This project focuses on the development of computational methods for tomosynthesis breast image reconstruction, a technique used to reconstruct 3-dimensional images using slightly modified versions of conventional x-ray systems. The mathematical models addressed in this project are difficult ill-posed inverse problems; computed solutions are very sensitive to errors in the data, and implementation for large scale 3-dimensional images is nontrivial. All previous breast tomosynthesis image reconstruction algorithms use a simplified, but incorrect assumption that the source x-ray beam is comprised of photons with a constant energy; that is, the x-ray beam is assumed to be monoenergetic. The simplified monoenergetic assumption results in a linear mathematical model. This project uses the physically correct, and hence more accurate, assumption that the x-ray beam is polyenergetic. The resulting mathematical model is nonlinear, providing great challenges to the development and analysis of mathematical models, as well as for the development of computational methods. However, as this project reveals, the nonlinear model allows for reconstructing images with substantially fewer artifacts than the linear model. Moreover, the nonlinear model can incorporate parameterizations to allow for explicit decomposition of the breast into distinct materials, such as, glandular tissue, adipose tissue, calcifications, and iodinated contrast agents, thereby providing improved diagnostic information.
In the US, over 200,000 women are diagnosed with breast cancer every year, but there is a 97% five-year survival rate if the cancer is localized, and if it is discovered before it spreads to other parts of the body. Therefore, improved imaging techniques that help to detect and diagnose breast cancer early can have a profound impact on the healthcare of women. The research in this project focuses on tomosynthesis imaging, which just received FDA approval for clinical use in 2011, because it has the potential to provide substantially better screening capabilities than mammography. The new mathematical and computational approaches developed in this work are designed to unlock the potentially transformative benefits of tomosynthesis for breast cancer screening, providing significantly better diagnostic information to physicians. In addition to its application to breast cancer screening, tomosynthesis, in its whole-body implementation can be used for many other applications where standard x-ray and CT are used, such as chest imaging for detection of lung nodules, as well as non-medical imaging applications such as nuclear waste inspections and explosive detection. Thus, advances in computational methods for this application can have a very broad impact in the imaging field. Collaborations between researchers in Mathematics and Computer Science and researchers in the Department of Radiology and Imaging Sciences and Winship Cancer Institute at Emory University facilitates transitioning new software to clinical use.

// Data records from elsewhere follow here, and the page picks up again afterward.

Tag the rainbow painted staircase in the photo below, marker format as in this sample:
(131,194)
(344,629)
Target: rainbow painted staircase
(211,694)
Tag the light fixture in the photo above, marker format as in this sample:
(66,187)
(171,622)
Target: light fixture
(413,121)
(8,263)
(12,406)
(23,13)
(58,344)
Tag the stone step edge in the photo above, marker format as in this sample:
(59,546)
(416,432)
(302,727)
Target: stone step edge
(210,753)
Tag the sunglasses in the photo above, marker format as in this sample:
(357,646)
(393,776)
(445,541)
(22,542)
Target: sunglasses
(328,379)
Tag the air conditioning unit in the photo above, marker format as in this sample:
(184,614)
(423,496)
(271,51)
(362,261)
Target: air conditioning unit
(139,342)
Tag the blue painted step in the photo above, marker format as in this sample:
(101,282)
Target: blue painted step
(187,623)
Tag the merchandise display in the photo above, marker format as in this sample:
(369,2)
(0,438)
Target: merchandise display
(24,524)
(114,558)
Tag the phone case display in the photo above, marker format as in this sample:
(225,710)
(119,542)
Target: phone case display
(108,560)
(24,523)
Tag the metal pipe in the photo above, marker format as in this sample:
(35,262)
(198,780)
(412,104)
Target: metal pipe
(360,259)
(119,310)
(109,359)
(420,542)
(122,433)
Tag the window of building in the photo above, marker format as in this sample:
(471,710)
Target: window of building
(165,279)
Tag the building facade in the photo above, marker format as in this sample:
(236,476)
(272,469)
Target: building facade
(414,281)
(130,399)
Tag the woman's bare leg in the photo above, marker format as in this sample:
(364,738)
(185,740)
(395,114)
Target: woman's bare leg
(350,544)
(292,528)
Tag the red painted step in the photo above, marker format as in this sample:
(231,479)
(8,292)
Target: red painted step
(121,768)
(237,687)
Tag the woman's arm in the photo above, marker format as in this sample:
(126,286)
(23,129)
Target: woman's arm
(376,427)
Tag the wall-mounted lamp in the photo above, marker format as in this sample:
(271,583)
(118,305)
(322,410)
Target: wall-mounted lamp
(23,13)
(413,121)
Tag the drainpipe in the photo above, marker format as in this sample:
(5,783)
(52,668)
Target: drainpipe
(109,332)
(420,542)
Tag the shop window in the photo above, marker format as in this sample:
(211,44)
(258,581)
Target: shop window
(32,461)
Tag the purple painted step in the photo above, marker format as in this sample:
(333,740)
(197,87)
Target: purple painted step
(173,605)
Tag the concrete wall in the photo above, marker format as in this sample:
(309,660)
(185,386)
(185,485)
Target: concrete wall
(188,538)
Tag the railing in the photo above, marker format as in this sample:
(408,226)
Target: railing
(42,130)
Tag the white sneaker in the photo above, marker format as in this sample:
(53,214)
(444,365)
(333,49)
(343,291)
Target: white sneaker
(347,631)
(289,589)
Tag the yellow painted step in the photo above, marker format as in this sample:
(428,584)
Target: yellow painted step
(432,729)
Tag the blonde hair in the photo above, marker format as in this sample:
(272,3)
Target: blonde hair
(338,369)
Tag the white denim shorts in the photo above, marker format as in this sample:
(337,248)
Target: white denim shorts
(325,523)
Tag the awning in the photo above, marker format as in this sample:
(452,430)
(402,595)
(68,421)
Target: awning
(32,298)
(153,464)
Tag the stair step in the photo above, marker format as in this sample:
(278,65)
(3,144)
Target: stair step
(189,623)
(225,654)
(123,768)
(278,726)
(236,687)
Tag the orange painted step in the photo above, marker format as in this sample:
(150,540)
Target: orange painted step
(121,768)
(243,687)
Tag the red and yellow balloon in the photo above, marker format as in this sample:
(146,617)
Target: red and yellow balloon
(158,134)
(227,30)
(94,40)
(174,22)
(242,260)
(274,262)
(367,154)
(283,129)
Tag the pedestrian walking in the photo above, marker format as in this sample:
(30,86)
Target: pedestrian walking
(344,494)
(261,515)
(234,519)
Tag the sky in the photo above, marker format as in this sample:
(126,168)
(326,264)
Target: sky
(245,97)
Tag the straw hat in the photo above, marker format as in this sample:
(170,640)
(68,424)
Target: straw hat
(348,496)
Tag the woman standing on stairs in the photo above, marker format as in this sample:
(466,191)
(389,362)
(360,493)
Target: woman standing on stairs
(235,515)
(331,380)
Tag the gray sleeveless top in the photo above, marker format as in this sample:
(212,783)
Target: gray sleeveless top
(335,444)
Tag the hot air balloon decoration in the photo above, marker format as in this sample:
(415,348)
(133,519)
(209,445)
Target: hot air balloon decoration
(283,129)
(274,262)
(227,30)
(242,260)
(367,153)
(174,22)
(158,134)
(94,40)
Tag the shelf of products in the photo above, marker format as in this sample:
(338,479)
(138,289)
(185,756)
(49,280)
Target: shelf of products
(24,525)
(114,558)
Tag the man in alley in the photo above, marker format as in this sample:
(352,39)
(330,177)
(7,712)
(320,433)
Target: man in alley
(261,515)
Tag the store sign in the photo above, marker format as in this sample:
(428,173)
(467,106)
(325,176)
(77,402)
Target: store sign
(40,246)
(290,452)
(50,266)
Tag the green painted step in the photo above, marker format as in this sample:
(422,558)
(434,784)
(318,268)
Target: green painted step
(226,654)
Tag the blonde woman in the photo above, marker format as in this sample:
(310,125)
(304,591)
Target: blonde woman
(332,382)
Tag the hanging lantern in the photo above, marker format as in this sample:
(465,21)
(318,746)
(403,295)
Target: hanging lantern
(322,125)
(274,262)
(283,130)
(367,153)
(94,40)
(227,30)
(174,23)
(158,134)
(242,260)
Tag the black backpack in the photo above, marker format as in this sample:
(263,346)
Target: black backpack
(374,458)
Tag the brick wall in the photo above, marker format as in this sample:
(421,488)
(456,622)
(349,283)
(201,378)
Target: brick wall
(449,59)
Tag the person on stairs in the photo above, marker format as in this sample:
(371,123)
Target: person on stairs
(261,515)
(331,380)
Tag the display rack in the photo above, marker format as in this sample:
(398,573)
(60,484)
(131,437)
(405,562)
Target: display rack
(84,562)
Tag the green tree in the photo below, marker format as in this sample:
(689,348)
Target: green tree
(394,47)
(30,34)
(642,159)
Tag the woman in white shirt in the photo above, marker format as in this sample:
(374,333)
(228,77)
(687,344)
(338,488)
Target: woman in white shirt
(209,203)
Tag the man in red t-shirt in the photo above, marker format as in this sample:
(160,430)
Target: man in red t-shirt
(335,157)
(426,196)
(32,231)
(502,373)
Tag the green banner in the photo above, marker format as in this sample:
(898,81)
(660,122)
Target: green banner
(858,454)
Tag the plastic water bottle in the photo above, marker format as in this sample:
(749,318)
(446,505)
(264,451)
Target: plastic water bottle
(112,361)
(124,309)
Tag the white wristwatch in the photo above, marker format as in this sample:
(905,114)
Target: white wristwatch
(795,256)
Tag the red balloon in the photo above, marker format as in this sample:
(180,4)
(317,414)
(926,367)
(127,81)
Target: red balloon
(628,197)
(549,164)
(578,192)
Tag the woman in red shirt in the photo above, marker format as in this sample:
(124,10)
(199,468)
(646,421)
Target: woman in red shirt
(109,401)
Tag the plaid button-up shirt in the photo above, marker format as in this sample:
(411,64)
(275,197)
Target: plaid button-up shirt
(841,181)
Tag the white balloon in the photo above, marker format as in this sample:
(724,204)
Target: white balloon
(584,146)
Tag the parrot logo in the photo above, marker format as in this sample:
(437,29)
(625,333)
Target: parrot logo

To help diagnose breast cancer, a new method called Breast Tomosynthesis imaging has been developed. Breast tomosynthesis is a type of three-dimensional mammogram. It consists of taking a series of images of the breast at different angles. A computer takes the information from these images and makes a set of images that can be looked at individually or like a movie. These images show the breast in slices instead of the entire breast in one image, as mammography does. This way of imaging the breast reduces the chances that a cancer is missed or that something normal looks like cancer. Although the development of breast tomosynthesis seems to be improving the performance of screening for breast cancer, much work remains to be done to maximize its benefit. One of the aspects that can be improved is how the computer takes the series of images of the breast, at different angles, and from them creates the series of slices of the entire breast. Up to now, this process, called reconstruction, simplified this problem by assuming certain things about the image acquisition process that we know are not true. One of them is the assumption that the x-rays used during image acquisition are all the same energy, or color. We know this is not true, but it makes the mathematics behind this process a lot simpler. In this project, we developed the mathematics and the computer programs to create the breast slices without assuming that the x-rays are all the same color; instead, we take into account the actual distribution of colors included in the x-ray beam. To achieve this, we developed a more realistic mathematical description of the image acquisition process, optimized the mathematics involved in reconstructing the breast slices, and created the software program that is able to perform this process, requiring run times of only a few minutes. As a result, we have shown that the images of the breast slices from our new approach are better than the ones obtained from previously proposed methods; in particular, our reconstructions show lesions more clearly and including fewer and less severe errors in the images. In addition, due to the new mathematical processes involved in our reconstruction, we have early results that show we might also be able to improve the image acquisition process, resulting in a large reduction in the amount of radiation used to acquire a breast tomosynthesis image without losing image quality.